(dissenting).
The net effect of our decision is that the remedial measures which the Commission may order to stop the deception of the public here found are limited to additional explanatory matter concerning petitioner’s use of the well-known Red Cross emblem, and cannot reach that use itself. Had the Commission found such remedy adequate and ordered it, I should have viewed the result with equanimity as a presumptively fair adjustment of public and private rights. But having in mind our quite limited control over the Commission’s decisions as to the appropriate remedies to be ordered against deceptive practices, I think we are bound to recognize the obvious fact that it is the Greek Red Cross which to the public symbolizes the Society itself; and mere explanatory material, however carefully framed, will be no more effective in the future than it has been in the past. In the nature of things, our decision must be one not of discretion, but of law; and as such it suggests potentially grave limitations, by the process of implied exception, upon the far-reaching Federal Trade Commission Act of 1938, 15 U.S.C.A. § 41 et seq.
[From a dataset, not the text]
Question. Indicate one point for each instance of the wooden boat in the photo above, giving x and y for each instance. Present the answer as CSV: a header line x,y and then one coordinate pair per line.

As is well known, it had long been considered a defect of the original Federal Trade Commission Act that it reached only unfair competition or unfair competitive trade practices, and notj more directly, deception of the consuming public. Hence the 1938 amendments which also made unlawful “unfair or deceptive acts or practices in commerce,” 15 U.S.C.A. § 45(a), were an important enlargement of the Commission’s jurisdiction. Cf. Fresh Grown Preserve Corporation v. Federal Trade Commission, 2 Cir., 125 F.2d 917, 919. That amendatory Act contains its own exceptions, and thus under well-known rules makes less possible the implication of other exceptions not stated. Bondurant v. Watson, 103 U.S. 281, 288, 26 L.Ed 447; Amy v. City of Watertown, 130 U.S. 320, 323, 324, 9 S.Ct. 537, 32 L.Ed. 953; Brown v. Duchesne, 19 How. 183, 60 U.S. 183, 195, 198, 15 L.Ed. 595. The opinion, I think, inverts the problem when it overlooks this rule to say that there is no repeal by implication of the Red Cross Act of 1910 by the 1938 Act. Since they subserve quite different ends, and do not overlap, there is no question of implied repeal. The 1905 Act and its amendment of 1910 were grants of charter to the American National Red Cross, coupled with penal provisions and a limited exception therefrom to protect its official name; compare the significant direction that fines collected for violation of the statute should be paid to the Society. Certainly this shows no legislative intent to legalize deception of the public, which was not then a matter of federal administrative concern. Of course, the later bills designed to limit and eventually to end the limited exception from prosecution contained in the 1910 Act naturally would have less scope than the original Act, and the legislative discussions and committee reports show nothing else. I think the opinion confuses two separate problems, viz., “legal uses of the symbol” as against the Society and the United States permitted by the special legislation of 1910 with deception of the consuming public prohibited by the broad regulatory Act of 1938. Hence I think we lack power to set aside the remedy here chosen by the Commission.